Ulla Popken
- Company type: Clothing
- Industry: Clothing
- Genre: Women's Plus sizes
- Founder: Johann Popken
- Headquarters: Rastede, Ammerland, Germany
- Number of locations: 320+
- Key people: Ulla Popken CEO: Thomas Schneider
- Products: Women's clothing

= Ulla Popken =

German clothing retailer

Ulla Popken is a German clothing retailer headquartered in Rastede. It specializes in Women's plus size clothing and sells these in more than 320 stores across Europe as well as in the United States through a biweekly 48-page catalog.

==History==
In 1880, Johann Popken, the grandfather of Ulla Popken's husband Friedrich, founded a textile company in Hamelin. During the 20th century, his son Karl operated the business until he stopped in 1960 due to failing health. Eight years later, Karl's son Friedrich and his wife Ulla took over operations. In 1968, they opened the first specialty maternity shop in Oldenburg, Germany. By 1978, the company had three stores in Bremen, Hanover, and Hamburg.

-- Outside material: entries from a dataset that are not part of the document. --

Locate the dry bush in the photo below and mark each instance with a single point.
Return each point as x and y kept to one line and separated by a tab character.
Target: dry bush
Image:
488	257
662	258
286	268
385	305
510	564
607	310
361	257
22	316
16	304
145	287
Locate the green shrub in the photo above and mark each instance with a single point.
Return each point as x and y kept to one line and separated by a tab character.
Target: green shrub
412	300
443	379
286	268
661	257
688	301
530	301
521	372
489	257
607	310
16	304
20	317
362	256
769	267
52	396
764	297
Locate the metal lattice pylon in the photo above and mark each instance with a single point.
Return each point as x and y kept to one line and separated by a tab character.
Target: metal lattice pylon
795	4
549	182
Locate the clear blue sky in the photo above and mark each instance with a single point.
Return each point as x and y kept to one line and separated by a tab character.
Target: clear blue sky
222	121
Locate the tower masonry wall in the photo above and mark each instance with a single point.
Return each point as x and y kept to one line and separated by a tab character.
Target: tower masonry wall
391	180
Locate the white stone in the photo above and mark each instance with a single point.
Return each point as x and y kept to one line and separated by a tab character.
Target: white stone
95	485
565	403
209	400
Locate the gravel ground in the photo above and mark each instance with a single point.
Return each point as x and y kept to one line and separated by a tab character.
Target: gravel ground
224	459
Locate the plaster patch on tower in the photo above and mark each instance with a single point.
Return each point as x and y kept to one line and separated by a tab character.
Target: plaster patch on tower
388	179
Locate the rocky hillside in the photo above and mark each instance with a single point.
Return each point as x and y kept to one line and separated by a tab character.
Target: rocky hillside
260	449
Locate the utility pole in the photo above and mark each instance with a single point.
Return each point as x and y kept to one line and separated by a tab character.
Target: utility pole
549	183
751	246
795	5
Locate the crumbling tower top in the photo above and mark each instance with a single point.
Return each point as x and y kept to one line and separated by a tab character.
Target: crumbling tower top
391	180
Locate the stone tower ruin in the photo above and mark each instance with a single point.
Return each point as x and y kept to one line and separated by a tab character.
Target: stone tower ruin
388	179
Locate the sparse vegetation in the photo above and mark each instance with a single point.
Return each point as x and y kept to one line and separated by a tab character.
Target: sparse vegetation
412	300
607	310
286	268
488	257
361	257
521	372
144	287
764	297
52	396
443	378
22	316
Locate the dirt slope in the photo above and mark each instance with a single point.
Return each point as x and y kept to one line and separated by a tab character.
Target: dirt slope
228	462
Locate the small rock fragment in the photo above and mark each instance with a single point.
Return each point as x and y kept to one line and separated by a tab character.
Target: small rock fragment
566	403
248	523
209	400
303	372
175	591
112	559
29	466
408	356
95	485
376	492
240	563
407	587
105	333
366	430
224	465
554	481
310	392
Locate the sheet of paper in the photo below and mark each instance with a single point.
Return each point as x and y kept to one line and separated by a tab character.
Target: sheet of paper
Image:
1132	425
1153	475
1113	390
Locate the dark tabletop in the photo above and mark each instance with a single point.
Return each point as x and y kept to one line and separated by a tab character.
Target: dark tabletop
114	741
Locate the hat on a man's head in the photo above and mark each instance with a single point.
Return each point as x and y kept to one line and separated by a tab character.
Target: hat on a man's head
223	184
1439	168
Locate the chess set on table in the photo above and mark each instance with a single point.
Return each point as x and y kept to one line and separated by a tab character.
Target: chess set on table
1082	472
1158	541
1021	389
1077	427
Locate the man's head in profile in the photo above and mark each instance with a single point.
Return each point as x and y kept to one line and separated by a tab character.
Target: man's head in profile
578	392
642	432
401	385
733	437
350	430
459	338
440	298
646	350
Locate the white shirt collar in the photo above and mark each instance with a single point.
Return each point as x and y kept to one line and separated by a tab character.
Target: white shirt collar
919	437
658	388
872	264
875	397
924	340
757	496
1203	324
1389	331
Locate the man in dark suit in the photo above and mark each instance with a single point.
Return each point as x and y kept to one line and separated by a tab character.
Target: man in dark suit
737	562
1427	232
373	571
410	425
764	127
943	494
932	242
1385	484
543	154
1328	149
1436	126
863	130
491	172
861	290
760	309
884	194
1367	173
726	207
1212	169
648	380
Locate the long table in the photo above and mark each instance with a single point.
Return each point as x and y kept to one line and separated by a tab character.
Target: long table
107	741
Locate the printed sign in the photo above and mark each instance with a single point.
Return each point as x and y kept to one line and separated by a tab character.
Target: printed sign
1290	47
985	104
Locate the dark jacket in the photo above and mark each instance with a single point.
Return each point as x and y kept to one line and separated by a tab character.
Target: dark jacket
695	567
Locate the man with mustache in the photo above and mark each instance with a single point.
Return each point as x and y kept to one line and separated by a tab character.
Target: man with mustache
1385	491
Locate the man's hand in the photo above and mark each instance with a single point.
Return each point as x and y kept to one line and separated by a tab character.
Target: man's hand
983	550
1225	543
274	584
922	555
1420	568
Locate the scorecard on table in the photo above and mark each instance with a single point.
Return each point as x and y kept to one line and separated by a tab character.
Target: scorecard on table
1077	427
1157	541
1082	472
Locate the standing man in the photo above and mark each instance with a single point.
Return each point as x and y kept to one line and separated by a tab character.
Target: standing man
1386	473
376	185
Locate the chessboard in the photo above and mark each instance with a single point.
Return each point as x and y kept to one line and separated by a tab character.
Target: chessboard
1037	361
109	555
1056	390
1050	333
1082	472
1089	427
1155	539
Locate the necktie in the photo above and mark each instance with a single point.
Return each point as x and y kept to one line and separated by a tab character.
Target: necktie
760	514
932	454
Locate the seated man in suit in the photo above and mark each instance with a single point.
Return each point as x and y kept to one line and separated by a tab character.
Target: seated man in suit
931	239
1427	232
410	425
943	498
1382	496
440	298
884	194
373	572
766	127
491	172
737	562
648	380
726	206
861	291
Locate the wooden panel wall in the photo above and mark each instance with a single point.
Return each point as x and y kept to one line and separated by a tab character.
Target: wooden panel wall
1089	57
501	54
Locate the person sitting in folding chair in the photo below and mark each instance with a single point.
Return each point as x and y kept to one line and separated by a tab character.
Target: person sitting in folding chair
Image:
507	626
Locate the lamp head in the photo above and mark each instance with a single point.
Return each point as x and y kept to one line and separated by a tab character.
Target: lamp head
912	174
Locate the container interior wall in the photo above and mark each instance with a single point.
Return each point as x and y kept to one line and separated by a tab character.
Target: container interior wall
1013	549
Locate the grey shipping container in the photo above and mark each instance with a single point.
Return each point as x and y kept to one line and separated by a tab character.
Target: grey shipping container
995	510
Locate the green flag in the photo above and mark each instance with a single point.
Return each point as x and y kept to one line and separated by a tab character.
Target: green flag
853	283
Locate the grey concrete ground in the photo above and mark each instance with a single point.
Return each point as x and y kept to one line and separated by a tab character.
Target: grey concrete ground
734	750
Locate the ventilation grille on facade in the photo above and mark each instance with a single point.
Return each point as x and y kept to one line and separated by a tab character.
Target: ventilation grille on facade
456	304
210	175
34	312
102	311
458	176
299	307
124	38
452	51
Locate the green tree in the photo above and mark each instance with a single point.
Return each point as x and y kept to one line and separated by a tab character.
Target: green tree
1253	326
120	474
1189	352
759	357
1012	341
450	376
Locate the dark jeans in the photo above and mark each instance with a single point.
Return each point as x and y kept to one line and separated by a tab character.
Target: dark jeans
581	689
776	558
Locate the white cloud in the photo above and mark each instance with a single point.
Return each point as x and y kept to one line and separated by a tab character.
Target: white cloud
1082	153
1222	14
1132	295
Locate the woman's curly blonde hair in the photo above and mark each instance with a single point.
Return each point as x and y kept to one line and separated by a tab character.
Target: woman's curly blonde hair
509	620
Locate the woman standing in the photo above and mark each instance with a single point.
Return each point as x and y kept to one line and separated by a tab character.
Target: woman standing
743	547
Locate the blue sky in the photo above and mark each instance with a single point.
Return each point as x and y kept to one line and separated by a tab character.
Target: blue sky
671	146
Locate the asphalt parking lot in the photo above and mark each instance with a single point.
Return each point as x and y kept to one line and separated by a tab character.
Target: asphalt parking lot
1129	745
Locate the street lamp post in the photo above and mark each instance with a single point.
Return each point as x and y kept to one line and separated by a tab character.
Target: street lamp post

In 1993, the company started marketing in the United States. After the launch of their online store in 1999, the company opened its first U.S. store in Towson, Maryland the following year. Ulla Popken's U.S. headquarters are located in Glen Arm, Maryland.

In 2008, Astrid Popken and her husband, Thomas Schneider, took over the management of Ulla Popken in Germany. In 2012, the Popken Fashion Group was created. Under this umbrella are four brands: Ulla Popken, Gina Laura, menswear label JP1880, and Studio Untold.